Ancak Trimble’ın, eşyanın tabiatı gereğince, tarafsız olamayacağını söyleyenlerin sayısı az değil. İrlandalıların bir sözü var. Trimble da bunu biliyordur. “Mahkeme heyeti cehennemde toplanıyorsa şeytanı dava edemezsiniz” derler.
Bu “soruşturma komisyonu” da böyle bir şey olacak. Ancak ABD, büyük bir olasılıkla, komisyonun “bulgularını” destekleyecek. Güvenlik Konseyi’nin diğer daimi üyeleri ile AB de, bir müddet “kem küm” ettikten sonra, konuyu unutacaklar.
Özetle Türkiye bu konuda da yalnız kaldı. Peki bu durumda ne yapılmalı? Ankara’nın İsrail’e karşı uluslararası hukuka başvuracağı söyleniyor şimdi. Bu iyi bir yoldur. Fakat bu konuda henüz açıklama yapılmadı.
Uluslararası mahkemeye giderse Türkiye’nin iki temel dayanağından biri, İsrail saldırısının bir sivil yardım gemisine karşı yapılmış olması, ikincisi de bunun açık denizlerde gerçekleşmiş olması olacaktır.
İsrail ise buna karşı “deniz muharebelerinin” uluslararası hukuktaki çerçevesini çizen 1994 tarihli “San Remo El Kitabı”na güveniyor. Bunun beşinci bölümü ülkelere düşmanlarıyla açık denizlerde savaşma hakkını tanıyor. Fakat sivil kayıpları gözeten el kitabı bu tür savaşı çok sıkı kurallara bağlıyor.

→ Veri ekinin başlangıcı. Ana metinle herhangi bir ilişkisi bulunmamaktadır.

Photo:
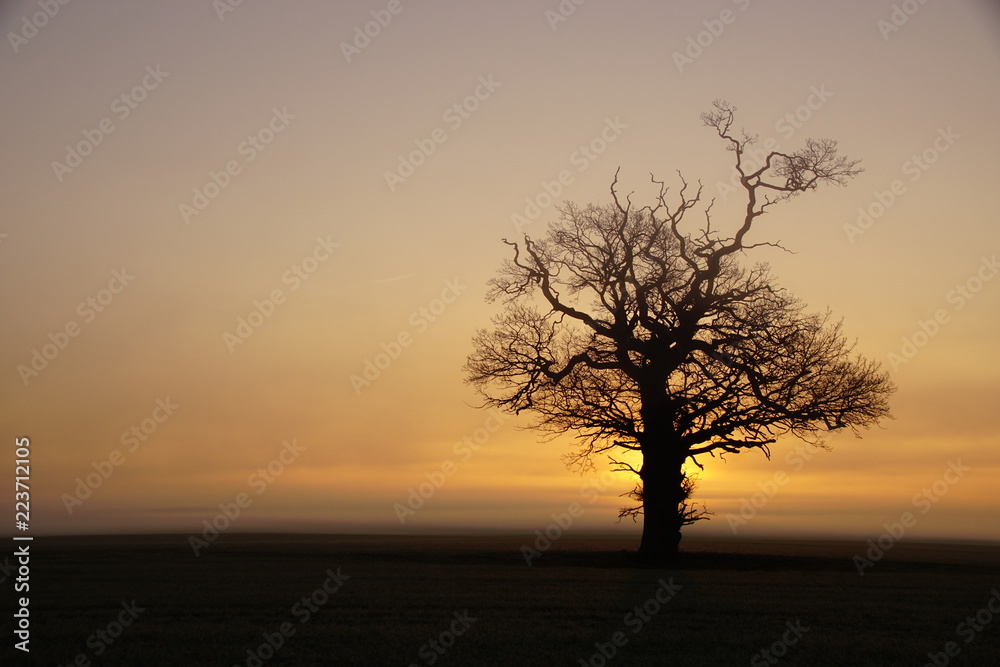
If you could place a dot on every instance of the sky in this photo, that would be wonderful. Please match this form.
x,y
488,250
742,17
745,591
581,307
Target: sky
x,y
244,249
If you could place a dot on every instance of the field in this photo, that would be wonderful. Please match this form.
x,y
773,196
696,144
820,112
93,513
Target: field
x,y
474,601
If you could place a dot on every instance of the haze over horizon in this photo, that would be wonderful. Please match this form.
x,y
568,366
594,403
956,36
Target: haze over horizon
x,y
248,237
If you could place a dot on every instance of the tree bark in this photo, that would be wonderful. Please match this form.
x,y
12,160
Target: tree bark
x,y
662,496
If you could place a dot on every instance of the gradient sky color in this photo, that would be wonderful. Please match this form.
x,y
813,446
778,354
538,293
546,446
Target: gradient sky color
x,y
278,72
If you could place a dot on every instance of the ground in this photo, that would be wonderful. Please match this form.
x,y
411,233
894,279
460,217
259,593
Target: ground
x,y
384,600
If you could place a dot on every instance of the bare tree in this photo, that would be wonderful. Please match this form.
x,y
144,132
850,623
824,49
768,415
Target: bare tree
x,y
633,333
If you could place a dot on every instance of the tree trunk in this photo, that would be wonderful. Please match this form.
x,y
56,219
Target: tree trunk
x,y
662,496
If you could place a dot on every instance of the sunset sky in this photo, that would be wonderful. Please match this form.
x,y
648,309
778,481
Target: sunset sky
x,y
171,168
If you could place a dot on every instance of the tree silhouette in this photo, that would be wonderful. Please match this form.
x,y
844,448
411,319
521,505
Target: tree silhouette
x,y
636,335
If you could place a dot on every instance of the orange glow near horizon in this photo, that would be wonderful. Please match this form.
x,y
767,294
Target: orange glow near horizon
x,y
314,299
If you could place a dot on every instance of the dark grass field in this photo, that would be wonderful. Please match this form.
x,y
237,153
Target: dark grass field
x,y
730,602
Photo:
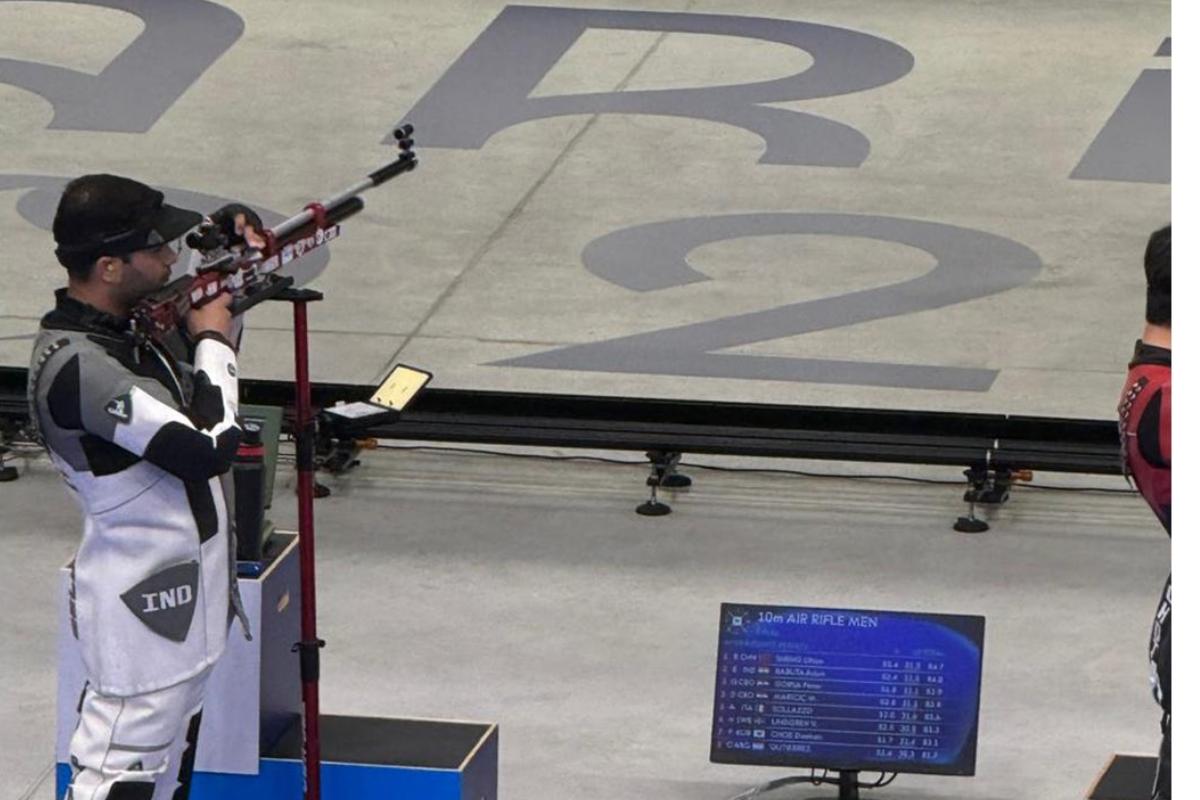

Bu kuralları okudukça insan, “İsrail, açık denizlerde savaş hakkını teslim ettirmek dışında bundan ne umabilir ki” diye merak ediyor. Zira el kitabındaki maddeler İsrail’in hukuk dışına nasıl çıktığını gösteriyor.
Özetle konu uluslararası mahkemeye giderse İsrail’in, Mavi Marmara’nın fiili bir güvenlik tehdit oluşturduğunu ve buna karşı kullanılan gücün de orantılı olduğunu kanıtlaması gerekecek. Ancak bunu yapması zor, zira kullanılan gücün orantısız ve yersiz olduğu ortada.
Kısacası Türkiye’nin temel hukuki dayanakları güçlü. Ancak Ankara’nın, başta Lahey olmak üzere, uluslararası mahkemelere gitme gibi bir geleneği pek yok. Aksine bu mahkemelerden, başta deniz hukuku konusunda olmak üzere, çeşitli nedenlerle hep kaçınmıştır.
AKP iktidarı da şu anda, uluslararası hukuk çerçevesinde harekete geçmek yerine, bu konuda başkalarından bir şeyler bekliyormuş gibi davranıyor. Çeşitli uluslararası toplantılardan, bazen zorlamayla, “İsrail’i kınama deklarasyonları” çıkarttırıyor, fakat hukuki boyutta bir hareket yok.
Oysa İsrail, dünya nezdinde kendisini aklatma girişimini resmen başlattı bile. Bunun karşısında sadece sözlü çıkışlarla yetinip, hukuki boyutu başkalarının harekete geçirmesini beklemek Türkiye’ye istediği sonucu getirmeyecektir.